Two types of data exist in a typical chat system. The first is generic data, such as user profile, setting, user friends list. These data are stored in robust and reliable relational databases. Replication and sharding are common techniques to satisfy availability and scalability requirements.

The second is unique to chat systems: chat history data. It is important to understand the read/write pattern.

• The amount of data is enormous for chat systems. A previous study [2] reveals that Facebook messenger and Whatsapp process 60 billion messages a day.
• Only recent chats are accessed frequently. Users do not usually look up for old chats.
• Although very recent chat history is viewed in most cases, users might use features that require random access of data, such as search, view your mentions, jump to specific messages, etc. These cases should be supported by the data access layer.
• The read to write ratio is about 1:1 for 1 on 1 chat apps. Selecting the correct storage system that supports all of our use cases is crucial. We recommend key-value stores for the following reasons:
• Key-value stores allow easy horizontal scaling.
• Key-value stores provide very low latency to access data.
• Relational databases do not handle long tail [3] of data well. When the indexes grow large, random access is expensive.
• Key-value stores are adopted by other proven reliable chat applications. For example, both Facebook messenger and Discord use key-value stores. Facebook messenger uses HBase [4], and Discord uses Cassandra [5].


此时，我们已经准备好了服务器，服务正在运行，第三方集成也已完成。技术堆栈的深处是数据层。数据层通常需要一些努力才能使其正确。我们必须做出的一个重要决定是决定使用正确的数据库类型：关系数据库还是NoSQL数据库？为了做出明智的决定，我们将检查数据类型和读/写模式。

典型的聊天系统中存在两种类型的数据。首先是通用数据，例如用户配置文件，设置，用户朋友列表。这些数据存储在强大可靠的关系数据库中。复制和分片是满足可用性和可伸缩性要求的常用技术。

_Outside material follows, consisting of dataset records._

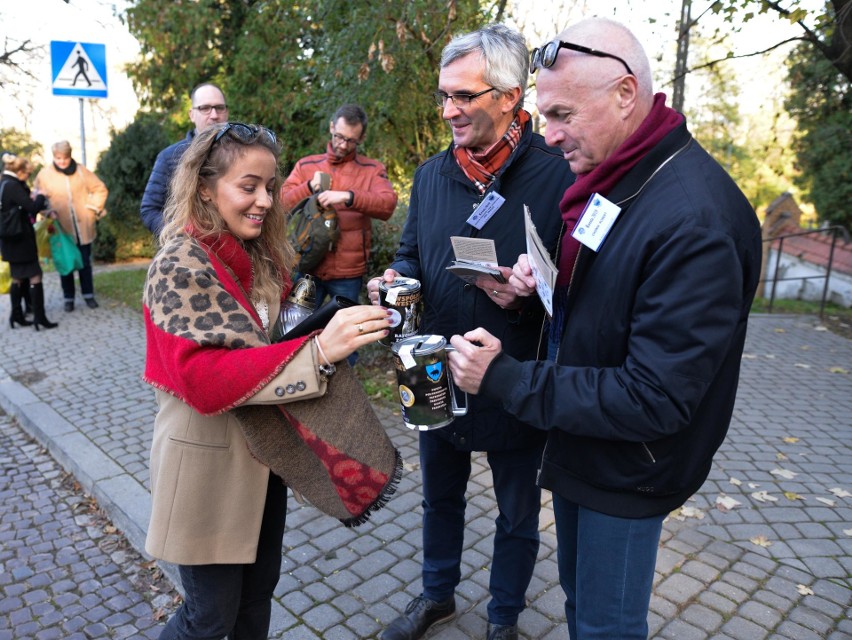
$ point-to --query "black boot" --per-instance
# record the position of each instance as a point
(38, 308)
(17, 315)
(25, 296)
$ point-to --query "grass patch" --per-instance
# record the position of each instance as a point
(122, 285)
(799, 307)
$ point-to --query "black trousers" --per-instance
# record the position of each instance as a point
(234, 600)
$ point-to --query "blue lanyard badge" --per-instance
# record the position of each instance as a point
(487, 208)
(596, 221)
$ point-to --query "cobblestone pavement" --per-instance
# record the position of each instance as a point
(777, 563)
(64, 571)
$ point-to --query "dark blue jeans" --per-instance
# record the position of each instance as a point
(445, 472)
(346, 287)
(606, 569)
(87, 286)
(234, 600)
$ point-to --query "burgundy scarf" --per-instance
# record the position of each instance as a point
(482, 168)
(657, 125)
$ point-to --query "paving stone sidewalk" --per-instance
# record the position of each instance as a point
(777, 564)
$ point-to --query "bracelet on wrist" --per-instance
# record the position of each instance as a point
(328, 368)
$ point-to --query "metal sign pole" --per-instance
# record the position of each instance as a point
(82, 134)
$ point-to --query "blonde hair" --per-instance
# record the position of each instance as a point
(202, 164)
(62, 148)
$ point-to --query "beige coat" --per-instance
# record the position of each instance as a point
(207, 490)
(78, 199)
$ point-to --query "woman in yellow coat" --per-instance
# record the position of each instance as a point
(78, 196)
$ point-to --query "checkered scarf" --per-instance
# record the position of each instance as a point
(482, 168)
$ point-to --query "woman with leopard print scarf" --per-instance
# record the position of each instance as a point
(217, 509)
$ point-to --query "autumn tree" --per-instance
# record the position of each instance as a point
(821, 103)
(290, 65)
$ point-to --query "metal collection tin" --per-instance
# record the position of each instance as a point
(424, 382)
(402, 297)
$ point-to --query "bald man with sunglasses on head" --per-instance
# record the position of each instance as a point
(208, 108)
(658, 267)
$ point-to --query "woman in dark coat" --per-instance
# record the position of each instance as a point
(20, 251)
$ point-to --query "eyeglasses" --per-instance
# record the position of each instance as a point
(339, 139)
(545, 56)
(460, 100)
(245, 133)
(207, 108)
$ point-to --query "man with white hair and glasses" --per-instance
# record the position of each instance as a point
(477, 189)
(658, 267)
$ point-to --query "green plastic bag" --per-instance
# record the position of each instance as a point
(5, 278)
(43, 230)
(66, 255)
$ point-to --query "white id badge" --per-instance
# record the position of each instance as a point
(595, 221)
(486, 209)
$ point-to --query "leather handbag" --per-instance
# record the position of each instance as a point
(317, 320)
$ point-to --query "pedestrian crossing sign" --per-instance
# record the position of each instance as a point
(78, 69)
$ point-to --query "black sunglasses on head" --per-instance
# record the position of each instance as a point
(245, 133)
(545, 56)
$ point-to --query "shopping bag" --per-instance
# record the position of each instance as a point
(66, 255)
(5, 278)
(43, 231)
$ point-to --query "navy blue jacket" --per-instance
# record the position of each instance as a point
(157, 189)
(442, 199)
(648, 364)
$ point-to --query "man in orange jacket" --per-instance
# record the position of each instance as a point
(360, 191)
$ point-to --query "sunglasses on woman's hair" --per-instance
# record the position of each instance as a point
(245, 133)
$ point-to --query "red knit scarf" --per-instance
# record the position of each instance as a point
(656, 126)
(482, 168)
(206, 346)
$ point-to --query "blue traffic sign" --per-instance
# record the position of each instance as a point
(78, 69)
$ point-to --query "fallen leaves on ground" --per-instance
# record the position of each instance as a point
(763, 496)
(726, 503)
(784, 473)
(687, 512)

第二个是聊天系统独有的：聊天历史数据。了解读/写模式非常重要。

    •聊天系统的数据量是巨大的。之前的一项研究[2]显示，Facebook Messenger和Whatsapp每天处理600亿条消息。
    •仅经常访问最近的聊天。用户通常不会查找旧聊天。
    • 尽管在大多数情况下会查看最近的聊天记录，但用户可能会使用需要随机访问数据的功能，例如搜索、查看您的提及、跳转到特定消息等。数据访问层应支持这些情况。
    • 1 对 1 聊天应用程序的读写比率约为 1：1。

选择支持我们所有用例的正确存储系统至关重要。出于以下原因，我们建议使用键值存储：
    • 键值存储允许轻松水平扩展。
    • 键值存储提供非常低的数据访问延迟。
    • 关系数据库不能很好地处理长尾数据 [3]。当索引变大时，随机访问的成本很高。
    • 键值存储被其他经过验证的可靠聊天应用程序采用。例如，Facebook Messenger和Discord都使用键值存储。Facebook messenger使用HBase [4]，Discord使用Cassandra [5]。

Data models


Just now, we talked about using key-value stores as our storage layer. The most important data is message data. Let us take a close look.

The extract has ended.